Maybe I am misinformed but I was under the impression part of the reason concorde was retired is because at those speeds you tear up the ozone.
"From their particle measurements, the authors of the Science study calculate that a future possible fleet of 500 supersonic passenger aircraft will increase the surface area of particles in the atmosphere by an amount similar to that following small volcanic eruptions. In mid-latitude regions, such emissions have the possibility of increasing ozone loss above that expected for nitrogen oxide emissions alone. The increase in the number of particles may also affect the ozone-related processes occurring on wintertime polar stratospheric clouds (PSCs) in the polar regions."
>Maybe I am misinformed but I was under the impression part of the reason concorde was retired is because at those speeds you tear up the ozone.
That really wasn't a reason for the Concorde's retirement. It was an old plane. It was marginal economically. It had a fatal accident. And then, just as it was returning to service, the travel slump after 9/11 happened.
Environmental opposition was one factor in the cancellation of the Boeing SST program. Although the bigger one was almost certainly that it didn't make economic sense.
>It was an old plane. It was marginal economically. It had a fatal accident. And then, just as it was returning to service, the travel slump after 9/11 happened.
I agree that all those are the primary retirement factors but I did not want to bring them up as they where being discussed elsewhere in the comments.

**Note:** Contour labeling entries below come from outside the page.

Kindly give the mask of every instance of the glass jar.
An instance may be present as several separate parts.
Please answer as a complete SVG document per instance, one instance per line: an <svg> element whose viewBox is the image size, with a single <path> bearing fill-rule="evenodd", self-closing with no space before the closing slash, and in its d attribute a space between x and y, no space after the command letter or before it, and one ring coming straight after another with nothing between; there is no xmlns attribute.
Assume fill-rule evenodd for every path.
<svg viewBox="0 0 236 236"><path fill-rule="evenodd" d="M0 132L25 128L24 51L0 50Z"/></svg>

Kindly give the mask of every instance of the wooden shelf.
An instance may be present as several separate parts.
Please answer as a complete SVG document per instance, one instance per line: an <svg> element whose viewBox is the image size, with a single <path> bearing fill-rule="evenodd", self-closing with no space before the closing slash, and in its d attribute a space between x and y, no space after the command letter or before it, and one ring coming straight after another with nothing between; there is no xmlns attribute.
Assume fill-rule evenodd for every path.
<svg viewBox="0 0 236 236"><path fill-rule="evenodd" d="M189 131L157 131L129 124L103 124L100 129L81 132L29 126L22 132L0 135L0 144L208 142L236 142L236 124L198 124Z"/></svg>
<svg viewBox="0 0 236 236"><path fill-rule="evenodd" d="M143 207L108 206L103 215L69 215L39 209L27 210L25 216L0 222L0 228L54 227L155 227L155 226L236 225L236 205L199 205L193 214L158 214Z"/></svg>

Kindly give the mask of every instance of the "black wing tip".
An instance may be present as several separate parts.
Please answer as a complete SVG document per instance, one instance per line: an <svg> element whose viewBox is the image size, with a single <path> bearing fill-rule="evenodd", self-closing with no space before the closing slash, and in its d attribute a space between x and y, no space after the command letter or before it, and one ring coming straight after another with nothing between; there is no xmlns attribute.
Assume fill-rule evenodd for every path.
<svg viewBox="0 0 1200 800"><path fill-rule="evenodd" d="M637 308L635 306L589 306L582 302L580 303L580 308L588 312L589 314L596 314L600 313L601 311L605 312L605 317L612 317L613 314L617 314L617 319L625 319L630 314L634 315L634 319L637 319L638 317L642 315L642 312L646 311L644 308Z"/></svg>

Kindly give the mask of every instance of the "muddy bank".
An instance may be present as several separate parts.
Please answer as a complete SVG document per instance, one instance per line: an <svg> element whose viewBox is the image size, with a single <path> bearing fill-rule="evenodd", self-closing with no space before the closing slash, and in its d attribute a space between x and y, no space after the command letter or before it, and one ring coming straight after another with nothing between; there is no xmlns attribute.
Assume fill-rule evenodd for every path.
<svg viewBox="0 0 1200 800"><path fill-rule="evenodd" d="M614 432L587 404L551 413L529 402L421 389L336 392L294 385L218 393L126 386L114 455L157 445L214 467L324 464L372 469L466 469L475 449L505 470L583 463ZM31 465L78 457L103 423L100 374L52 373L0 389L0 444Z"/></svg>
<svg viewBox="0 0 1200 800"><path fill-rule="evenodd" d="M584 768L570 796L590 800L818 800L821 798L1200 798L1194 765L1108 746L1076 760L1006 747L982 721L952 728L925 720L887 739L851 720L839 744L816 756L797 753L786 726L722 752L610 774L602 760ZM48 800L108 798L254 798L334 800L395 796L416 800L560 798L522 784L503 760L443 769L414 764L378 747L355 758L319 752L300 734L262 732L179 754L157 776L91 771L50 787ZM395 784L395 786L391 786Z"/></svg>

I'm interested to see that people where complaining about the potential of Concorde stratospheric pollution all the way back in 1972[1]. Maybe it was not so much a reason for retirement but one of the many reasons the concorde received such a poor public reception in the 70s. I think Boom has some serious hurdles ahead of them in this regard. Environmental regulations have done nothing but grow since the 1970s and many countries where outright banning the concorde from their airspace then.
"From their particle measurements, the authors of the Science study calculate that a future possible fleet of 500 supersonic passenger aircraft will increase the surface area of particles in the atmosphere by an amount similar to that following small volcanic eruptions. In mid-latitude regions, such emissions have the possibility of increasing ozone loss above that expected for nitrogen oxide emissions alone. The increase in the number of particles may also affect the ozone-related processes occurring on wintertime polar stratospheric clouds (PSCs) in the polar regions."